Tuesday, November 30, 2004

Newspaper circulation -- injecting some reality

The Washington Post has an article today on the circulation scandals in Chicago and elsewhere. Nice job, comprehensive, and all that.

But in the middle is this:
The troubles come as U.S. newspapers have been steadily losing circulation since 1987, the last year that nationwide average circulation increased, according to the Newspaper Association of America, the industry trade group. Chief among the causes are changing lifestyles -- people have less time to read a paper every day -- and the rise of other sources of news and information, such as cable television news channels.
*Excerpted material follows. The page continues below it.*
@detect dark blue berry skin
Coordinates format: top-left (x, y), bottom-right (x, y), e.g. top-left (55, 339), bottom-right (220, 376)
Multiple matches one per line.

Well, yes. But we need to inject a little reality into this. The statement above has become the mantra of the U.S. newspaper industry, and certainly there is truth to it. But not the whole truth. What the chains don't tell you is how much circulation they intentionally have shed in this time. As late as the mid-1990s, many states had a dominant paper or two with statewide or regional bureaus, early state editions designed to reach the tiniest hamlets, etc. Most of those have now been shed as newspapers, fighting to pare costs, have pulled back into what they see as their defensible market areas. Maybe there is a study out there that shows how many readers have been dropped as a result; I've not seen one. But it is not insignificant and, I would imagine, totals tens and perhaps hundreds of thousands of readers.